Looking for a machine learning/data science position EDUCATION

UC San Diego — BS in Mathematics and Computer Science, Class of 2020 PROFILE

I am an undergraduate research assistant working in the intersection of machine learning, computational geometry and mathematical neuroscience. In the industry, I have used Deep Learning to solve natural language processing problems. I have also developed algorithms to automate data analysis of a reactor. My strengths include independent thought, collaboration, consistency and focus.

LANGUAGE AND SKILLS

Java, Python, Ruby on Rails, C++, MySQL, Javascript Keras, Tensorflow, PyTorch, Scikit-learn, spaCy, Hadoop, PySpark, Hive, Deep Learning, Convolutional Neural Networks, Natural Language Processing, Data Analysis Automation, 2-D Material Synthesis, Machine Learning Architecture, Computational Geometry, Random Geometric Graph Theory

EXPERIENCE

Data Science Intern @ American Express

New York, NY June 2019—August 2019

Supervisor: Alireza Aliamiri. Available upon request Member of the GCS AI COE (Global Commercial Service Artificial Intelligence Center of Excellence) team. My project was the AP File Standardization. Our objective was to map the contents of an arbitrary customer’s database file to 20 categories in the American Express’ template. My responsibility was to create a model that predicts the label given a column’s header and contents. This project replaced a 3rd party vendor who charged $900 per file.

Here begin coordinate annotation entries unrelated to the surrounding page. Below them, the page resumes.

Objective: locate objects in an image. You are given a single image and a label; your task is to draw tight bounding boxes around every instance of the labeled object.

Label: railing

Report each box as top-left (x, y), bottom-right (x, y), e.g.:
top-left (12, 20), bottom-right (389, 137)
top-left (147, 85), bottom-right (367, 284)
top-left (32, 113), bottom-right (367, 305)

• Initially my job was to modify a word2vec architecture that maps each column header to a vector in R300, which is then combined into the feature space of a random forest model. This improved the performance of our random forest model by 8-10% for 4 categories, resulting in the model’s overall performance of 82%.

• In an effort to improve the robustness of my model, I proposed and implemented a new architecture for a character embedded convolutional neural network (CNN) using 4 convolutional layers of varying sizes followed by 3 multi-perceptron layers and an output layer. By using a character embedded CNN, the new model was not only robust, but also performant. It handled edge cases such as misspelled or previously unseen headers and improved the performance for the classification of 20 categories to 96%. As a result, it was selected for further development and production. Machine Learning Undergraduate Research Assistant at CENI@UCSD La Jolla, CA, March 2018—Present

Advisor: Gabriel Silva. Available upon request

We are collaborating with Microsoft Research on the dynamic perceptron project to develop new machine learning architecture. Our objective is to develop a metric to compare the dynamics of two neural networks. My work includes

• Developed an algorithm that projects a temporal graph onto a geometric graph in R3. This algorithm was presented at the CENI Symposium 2018.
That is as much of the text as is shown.